Sophisticated artificial intelligence (AI) algorithms have predicted that the world will be 1.5 °C hotter than it was before the Industrial Revolution by the early 2030s – another climate change alarm bell to add to the cacophony that's already being sounded.
And that's baked in, the AI says: it doesn't matter whether greenhouse gases rise or fall over the next decade, the 1.5 °C rise now can't be avoided. Bear in mind that limiting temperature increases to 1.5 °C was the ambitious goal of the 2015 Paris Agreement.
The drastic measures originally proposed to cut emissions and stay under 1.5 °C of warming will now most likely be required to avoid a 2 °C increase, according to the authors of the new study. The 2 °C is pegged as when global warming consequences get significantly worse for life on the planet.
But we are already seeing a litany of climate impacts in the form of heatwaves, bushfires, floods, and storms with just 1.1 °C of global heating. So, limiting temperature increases as much as possible matters, because every fraction of a degree counts.
There's more: The AI model shows that even if greenhouse gas emissions rapidly decline to hit net zero by 2076, there's a 1 in 2 chance of hitting 2 °C of warming by 2054, and a 2 in 3 chance of hitting it between 2044 and 2065.
"Using an entirely new approach that relies on the current state of the climate system to make predictions about the future, we confirm that the world is on the cusp of crossing the 1.5 °C threshold," says climate scientist Noah Diffenbaugh from Stanford University in California.

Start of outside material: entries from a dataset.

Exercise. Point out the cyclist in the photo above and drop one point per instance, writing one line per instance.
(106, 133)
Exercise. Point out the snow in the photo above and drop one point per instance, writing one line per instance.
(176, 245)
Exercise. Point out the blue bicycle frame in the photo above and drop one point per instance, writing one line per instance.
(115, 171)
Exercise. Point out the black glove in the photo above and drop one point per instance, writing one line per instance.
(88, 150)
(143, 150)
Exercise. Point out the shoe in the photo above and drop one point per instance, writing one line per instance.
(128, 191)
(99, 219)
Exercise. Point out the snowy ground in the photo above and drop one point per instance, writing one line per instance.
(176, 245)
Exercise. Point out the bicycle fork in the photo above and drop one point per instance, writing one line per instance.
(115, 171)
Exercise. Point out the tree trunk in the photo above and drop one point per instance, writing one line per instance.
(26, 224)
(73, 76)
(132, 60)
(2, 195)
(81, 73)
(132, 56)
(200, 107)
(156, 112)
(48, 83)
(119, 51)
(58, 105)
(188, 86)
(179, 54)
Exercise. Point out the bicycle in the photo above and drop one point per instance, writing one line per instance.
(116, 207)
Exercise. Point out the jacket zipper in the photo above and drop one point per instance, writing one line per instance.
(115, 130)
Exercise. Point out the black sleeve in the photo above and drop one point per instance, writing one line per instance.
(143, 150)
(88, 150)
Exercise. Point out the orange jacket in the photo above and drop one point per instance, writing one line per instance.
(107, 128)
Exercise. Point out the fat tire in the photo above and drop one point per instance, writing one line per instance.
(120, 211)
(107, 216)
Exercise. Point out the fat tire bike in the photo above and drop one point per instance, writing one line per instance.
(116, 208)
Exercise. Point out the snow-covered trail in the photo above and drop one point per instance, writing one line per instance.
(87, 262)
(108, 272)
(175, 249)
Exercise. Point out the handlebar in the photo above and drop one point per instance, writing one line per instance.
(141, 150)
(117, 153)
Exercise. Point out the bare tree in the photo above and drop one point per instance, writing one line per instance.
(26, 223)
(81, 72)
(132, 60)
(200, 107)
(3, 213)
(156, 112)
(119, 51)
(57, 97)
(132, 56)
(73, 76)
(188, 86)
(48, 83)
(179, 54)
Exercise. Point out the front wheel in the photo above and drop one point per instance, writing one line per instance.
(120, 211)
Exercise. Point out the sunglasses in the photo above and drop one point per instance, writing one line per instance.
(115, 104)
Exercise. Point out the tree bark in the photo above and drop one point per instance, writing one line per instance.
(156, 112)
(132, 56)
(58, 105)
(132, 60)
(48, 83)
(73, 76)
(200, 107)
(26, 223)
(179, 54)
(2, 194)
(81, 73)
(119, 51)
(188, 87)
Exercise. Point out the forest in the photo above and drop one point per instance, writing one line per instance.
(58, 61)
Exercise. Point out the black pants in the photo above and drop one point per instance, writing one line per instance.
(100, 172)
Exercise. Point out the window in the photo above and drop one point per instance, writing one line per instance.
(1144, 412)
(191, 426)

"Our AI model is quite convinced that there has already been enough warming that 2 °C is likely to be exceeded if reaching net-zero emissions takes another half century."
To attain these estimates, rather than using predictive climate models and global carbon budgets to calculate future warming, the researchers fed an AI known as a neural network a database of temperature changes that have already happened.

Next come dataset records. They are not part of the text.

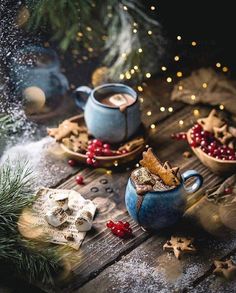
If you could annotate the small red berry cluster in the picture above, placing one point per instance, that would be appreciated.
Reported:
(98, 148)
(120, 229)
(179, 136)
(228, 190)
(210, 145)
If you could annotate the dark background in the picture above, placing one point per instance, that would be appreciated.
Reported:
(210, 23)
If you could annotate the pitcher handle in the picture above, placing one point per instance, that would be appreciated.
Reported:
(81, 96)
(196, 184)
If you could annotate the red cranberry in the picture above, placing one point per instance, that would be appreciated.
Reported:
(126, 224)
(98, 151)
(89, 161)
(97, 142)
(120, 233)
(228, 190)
(90, 154)
(72, 162)
(106, 146)
(79, 179)
(91, 148)
(110, 224)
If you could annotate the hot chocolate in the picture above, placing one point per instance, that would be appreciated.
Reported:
(120, 100)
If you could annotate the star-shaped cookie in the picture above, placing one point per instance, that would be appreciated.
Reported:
(213, 120)
(222, 134)
(180, 246)
(226, 269)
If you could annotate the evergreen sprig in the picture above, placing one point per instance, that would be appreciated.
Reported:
(32, 260)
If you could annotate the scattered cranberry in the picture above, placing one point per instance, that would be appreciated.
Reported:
(179, 136)
(228, 190)
(210, 145)
(120, 229)
(79, 179)
(72, 162)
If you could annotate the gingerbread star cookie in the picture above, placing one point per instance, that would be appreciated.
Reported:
(180, 246)
(165, 172)
(222, 134)
(226, 269)
(65, 129)
(213, 120)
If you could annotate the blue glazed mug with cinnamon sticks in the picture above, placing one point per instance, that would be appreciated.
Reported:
(160, 209)
(111, 111)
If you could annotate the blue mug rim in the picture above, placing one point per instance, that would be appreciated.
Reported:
(106, 85)
(157, 192)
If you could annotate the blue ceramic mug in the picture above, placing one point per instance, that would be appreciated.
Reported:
(105, 122)
(38, 66)
(160, 209)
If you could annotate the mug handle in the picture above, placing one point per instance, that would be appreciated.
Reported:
(81, 96)
(196, 184)
(60, 80)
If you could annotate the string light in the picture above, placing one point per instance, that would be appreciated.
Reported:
(128, 75)
(115, 163)
(225, 69)
(196, 112)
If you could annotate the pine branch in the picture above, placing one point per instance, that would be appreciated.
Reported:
(23, 256)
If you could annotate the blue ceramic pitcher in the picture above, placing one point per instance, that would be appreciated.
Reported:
(160, 209)
(25, 72)
(105, 122)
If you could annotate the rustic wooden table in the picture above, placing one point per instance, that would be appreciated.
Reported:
(106, 263)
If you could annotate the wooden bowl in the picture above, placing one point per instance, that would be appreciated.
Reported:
(109, 161)
(215, 165)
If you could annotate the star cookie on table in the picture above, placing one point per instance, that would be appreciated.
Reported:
(180, 246)
(222, 134)
(65, 129)
(226, 269)
(213, 120)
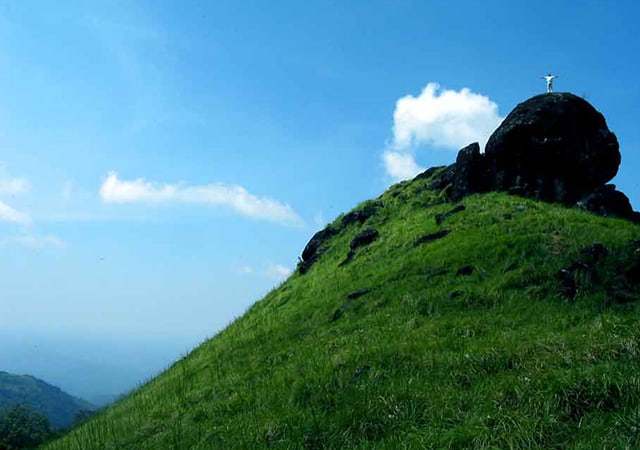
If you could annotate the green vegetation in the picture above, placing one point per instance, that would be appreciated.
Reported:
(469, 340)
(59, 407)
(23, 428)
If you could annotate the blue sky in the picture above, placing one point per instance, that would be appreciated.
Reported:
(162, 164)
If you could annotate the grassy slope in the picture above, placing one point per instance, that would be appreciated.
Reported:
(506, 363)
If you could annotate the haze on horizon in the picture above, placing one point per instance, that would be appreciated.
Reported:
(163, 165)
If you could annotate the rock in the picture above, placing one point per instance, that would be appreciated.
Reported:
(444, 216)
(312, 251)
(607, 201)
(471, 173)
(554, 147)
(430, 237)
(317, 240)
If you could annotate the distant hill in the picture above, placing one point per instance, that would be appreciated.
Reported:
(59, 407)
(456, 310)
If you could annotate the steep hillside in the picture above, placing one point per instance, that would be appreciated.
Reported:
(59, 407)
(493, 322)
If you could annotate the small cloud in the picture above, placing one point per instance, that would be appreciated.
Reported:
(277, 272)
(319, 220)
(438, 118)
(243, 269)
(271, 271)
(401, 166)
(12, 186)
(36, 242)
(8, 214)
(115, 190)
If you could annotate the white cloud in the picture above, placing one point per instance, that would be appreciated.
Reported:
(115, 190)
(8, 214)
(243, 269)
(277, 272)
(272, 271)
(401, 166)
(438, 118)
(444, 118)
(36, 242)
(14, 186)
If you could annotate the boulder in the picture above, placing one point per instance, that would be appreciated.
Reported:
(313, 250)
(607, 201)
(554, 147)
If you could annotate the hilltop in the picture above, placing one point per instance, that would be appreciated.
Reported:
(58, 406)
(480, 305)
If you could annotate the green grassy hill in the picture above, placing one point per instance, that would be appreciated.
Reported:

These neural networks use a vast number of weighted nodes to spot patterns in existing data, patterns which can then be extrapolated out into the future. In particular, the AI looked at recent temperature rises in specific locations compared with reference data from between 1951 and 1980.

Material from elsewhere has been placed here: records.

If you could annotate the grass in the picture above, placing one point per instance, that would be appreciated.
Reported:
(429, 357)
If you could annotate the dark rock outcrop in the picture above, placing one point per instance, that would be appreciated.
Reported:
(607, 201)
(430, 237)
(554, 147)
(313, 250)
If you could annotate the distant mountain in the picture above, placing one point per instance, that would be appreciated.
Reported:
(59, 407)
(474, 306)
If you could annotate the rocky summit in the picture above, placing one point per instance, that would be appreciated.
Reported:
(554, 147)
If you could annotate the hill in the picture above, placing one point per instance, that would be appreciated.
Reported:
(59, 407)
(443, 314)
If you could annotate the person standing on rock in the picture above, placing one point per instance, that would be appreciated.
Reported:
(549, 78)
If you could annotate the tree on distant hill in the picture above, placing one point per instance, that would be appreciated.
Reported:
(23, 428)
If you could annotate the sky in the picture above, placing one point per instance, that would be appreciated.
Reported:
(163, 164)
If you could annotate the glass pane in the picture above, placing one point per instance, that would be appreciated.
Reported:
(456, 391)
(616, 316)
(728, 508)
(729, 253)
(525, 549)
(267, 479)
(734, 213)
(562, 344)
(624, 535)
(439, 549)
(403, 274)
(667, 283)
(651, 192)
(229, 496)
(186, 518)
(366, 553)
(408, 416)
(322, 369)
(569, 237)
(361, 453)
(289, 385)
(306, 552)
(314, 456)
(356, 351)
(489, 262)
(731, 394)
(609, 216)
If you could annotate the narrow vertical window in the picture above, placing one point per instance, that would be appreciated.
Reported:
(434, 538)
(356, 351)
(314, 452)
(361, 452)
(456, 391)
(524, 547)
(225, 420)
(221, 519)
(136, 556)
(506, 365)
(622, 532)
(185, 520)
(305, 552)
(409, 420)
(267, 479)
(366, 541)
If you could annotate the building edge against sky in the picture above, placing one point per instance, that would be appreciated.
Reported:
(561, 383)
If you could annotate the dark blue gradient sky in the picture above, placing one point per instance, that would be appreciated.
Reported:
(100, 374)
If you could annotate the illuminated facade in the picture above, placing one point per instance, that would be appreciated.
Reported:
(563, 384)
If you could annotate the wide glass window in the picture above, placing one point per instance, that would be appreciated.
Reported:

To first test the accuracy of the future estimations, the AI was asked to predict the current rise of 1.1 °C above pre-industrial levels. Sure enough, it returned the correct year of 2022, with a most likely range of 2017 to 2027.
"This was really the acid test to see if the AI could predict the timing [of warming] that we know has occurred," says Diffenbaugh. "We were pretty skeptical that this method would work until we saw that result.
"The fact that the AI has such high accuracy increases my confidence in its predictions of future warming."
The AI's prediction that the world will be a degree and a half hotter by the early 2030s matches conclusions in the Intergovernmental Panel on Climate Change (IPCC) Sixth Assessment Report, which state, "the central estimate of crossing the 1.5 °C threshold lies in the early 2030s", adding further confidence in the AI's accuracy.
There's still some uncertainty about when we might reach that 2 °C rise, which is understandable when you're trying to simulate an entire planet many years into the future. What we do know is that increased temperatures will trigger additional 'tipping points', creating a feedback loop of even more warming.
That's why the 2 °C level is considered so important by scientists. Its effects will be felt in crop failures, sea level rises, the collapse of ecosystems on land and in the seas, economic downturns and severe impacts on human health.
Zero-emission goals covering carbon dioxide, methane, and other heat-trapping gases would have to be hit by the middle of this century, the team suggests, to avoid going over 2 °C of warming. Right now, most countries are aiming at somewhere between 2050 and 2070 to bring their emission levels down to zero.
"Those net-zero pledges are often framed around achieving the Paris Agreement 1.5 °C goal," says Diffenbaugh.
"Our results suggest that those ambitious pledges might be needed to avoid 2 °C [warming]."
The research has been published in PNAS.